Let’s start with the question of Hudson. By all accounts, he is an intelligent, articulate man whose performance has been stellar. However, the three-time Gold Glove winner and former all-star earned $6.25 million last year with the D-Backs. In addition, Hudson hit a career high .305 last year with eight home runs and 41 RBIs. Why sign for $3.38 million plus another $4mil+ in incentives?
1. Geographic Sensitivity – Hudson was focused on NY and LA. Washington indicated interest, but wasn’t really a factor
2. The market changed, and Hudson knew it- the wrist was a warning sign for teams (go see how many times he had to work out for the teams courting him) and there were too many folks willing to play chicken and see what else they could land for a similar short-term deal. There weren’t many infielders of Hudson’s caliber available, but it was a buyers market.
3. Hudson’s view on money had changed- During the off-season, Hudson went to South Africa on his honeymoon and saw first-hand the impact that poverty was having on people with far less than he had.
In the end, Orlando Hudson got paid to play, and was incentivized to maximize the return to the team. In addition, he can be focused on courting potential suitors for when his contract expires and hope that the macroeconomic situation changes in the meantime. Seems like an intelligent choice when the alternative is waiting out Spring Training on a wing and a prayer.
So one to Question Two: Are the Dodgers ahead of the game in their patience and approach to player negotiations? I say yes. Consider this:
1. The Payroll is down $30mil (give or take) – the Dodgers can expect to expend $90 million or so right now for a team that is (pitching aside) eerily similar in talent to last year.
2. In most cases, the Dodgers have landed the key players they wanted to short-term deals that minimize risk and kept them from overpaying for talent and taking on risk over the long-term (a la Andruw Jones).

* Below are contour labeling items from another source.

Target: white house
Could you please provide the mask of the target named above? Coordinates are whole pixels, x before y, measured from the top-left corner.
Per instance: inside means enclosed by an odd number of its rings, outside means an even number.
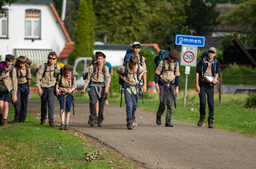
[[[31,59],[37,67],[48,54],[59,55],[71,42],[51,0],[18,0],[0,14],[0,55],[11,54]]]

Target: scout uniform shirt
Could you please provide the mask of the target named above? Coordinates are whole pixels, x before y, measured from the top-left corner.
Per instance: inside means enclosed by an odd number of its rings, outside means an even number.
[[[96,63],[96,64],[97,64]],[[102,66],[99,69],[99,73],[98,74],[98,69],[96,67],[96,72],[94,73],[93,66],[93,64],[89,67],[89,72],[88,73],[88,75],[87,76],[86,79],[85,81],[84,87],[86,88],[89,83],[91,81],[91,78],[92,78],[92,83],[105,83],[106,87],[109,87],[110,82],[111,81],[111,77],[110,74],[109,73],[109,68],[107,66],[106,66],[105,68],[105,72],[104,72],[105,75],[105,77],[103,77],[103,75],[102,73],[102,68],[104,66]]]
[[[27,79],[31,79],[31,71],[30,69],[27,68],[27,71],[26,70],[26,66],[24,66],[21,69],[19,66],[16,67],[17,70],[17,79],[18,84],[24,84],[27,82]]]
[[[40,66],[35,78],[35,86],[38,89],[39,89],[41,87],[48,88],[54,86],[56,82],[56,79],[53,77],[54,71],[54,64],[51,66],[48,64],[45,66],[45,64],[43,64]],[[45,66],[47,66],[47,69],[45,75],[42,78],[43,74],[45,70]],[[61,69],[61,67],[57,64],[57,69],[59,70]],[[41,79],[42,80],[40,81],[40,80]]]
[[[8,72],[9,70],[9,67],[5,67],[6,72]],[[0,83],[2,83],[4,84],[5,84],[7,88],[8,89],[8,91],[10,92],[12,90],[13,90],[13,94],[17,94],[17,91],[18,89],[18,84],[17,81],[17,74],[16,73],[16,70],[15,69],[14,69],[13,70],[12,73],[11,73],[11,77],[10,77],[10,76],[8,76],[7,77],[6,77],[3,78],[1,81],[1,82]],[[4,75],[5,74],[3,71],[2,72],[2,73],[1,75],[1,76]]]
[[[72,75],[71,74],[69,78],[67,78],[70,81],[70,82],[69,82],[65,78],[65,73],[63,74],[62,77],[62,78],[61,79],[61,85],[60,85],[59,80],[61,78],[61,75],[59,75],[58,78],[57,78],[56,83],[59,85],[59,90],[61,91],[61,92],[63,93],[66,93],[71,88],[70,87],[71,86],[70,86],[72,83],[71,80],[72,77],[71,76]],[[74,75],[73,75],[74,76]],[[74,80],[73,81],[72,88],[75,88],[76,89],[77,89],[77,81],[75,77],[74,77]]]
[[[131,85],[136,84],[139,83],[139,80],[138,80],[138,77],[141,72],[144,71],[144,69],[142,66],[139,65],[139,74],[136,74],[137,73],[137,70],[138,69],[138,65],[136,66],[136,67],[135,68],[134,72],[132,74],[131,69],[129,65],[129,63],[127,64],[126,66],[126,68],[127,69],[127,71],[128,72],[128,74],[127,75],[127,77],[126,79],[126,80],[125,81],[125,83],[129,84]],[[124,66],[121,66],[118,68],[118,69],[117,69],[117,71],[121,74],[125,74],[125,72]],[[135,87],[132,87],[131,88],[133,90],[133,92],[134,94],[137,93],[139,91],[138,89],[137,89],[137,90],[136,90],[136,88]],[[126,88],[126,89],[129,93],[131,94],[131,91],[130,88],[129,87]]]
[[[169,64],[168,60],[166,60],[165,61],[165,70],[167,71],[164,71],[163,74],[160,75],[160,78],[163,80],[167,82],[168,86],[169,86],[170,85],[170,83],[175,79],[176,76],[178,76],[180,75],[179,71],[179,63],[177,62],[177,67],[175,68],[176,70],[175,71],[175,74],[174,75],[174,66],[175,65],[175,62],[173,61],[171,63],[170,63],[170,65]],[[155,73],[158,75],[161,74],[162,67],[163,61],[162,60],[160,62],[158,66],[157,67]]]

3. Will Ohman – The LHP turned down more money in a two-year deal earlier in the off-season from the Braves before signing with the Dodgers. Ohman told the L.A. Times “Initially, there was regret…for me to live at that address with that mind-set wouldn’t have done anything positive for me because there was nothing to foresee there would be a downturn of this magnitude.” Patience enabled the Dodgers to grab Ohman on a one-year minor league deal to see if he can play a role in the organization and was able to leverage his desire to be with a team prior to the start of the season to lock him down.
Now, Orlando Hudson (and arguably even Will Ohman) are not your typicall ballplayers who let their agents dictate their business affairs to a fault. Granted, both players overestimated the free agent market and paid for it, but both signed with a team that will be a contender in a weak NL West division and are not tied to low-paying multi-year contracts. The Dodgers get two solid players that are incentivized to perform this year both to maximize their current year earnings and the prospects for a fat, multi-year contract next offseason (should the macroeconomic environment improve).
To me, Orlando Hudson and the Dodgers represent the New Business of Baseball – a business I hope other players and teams embrace if they hope to survive and possibly even florish in today’s environment.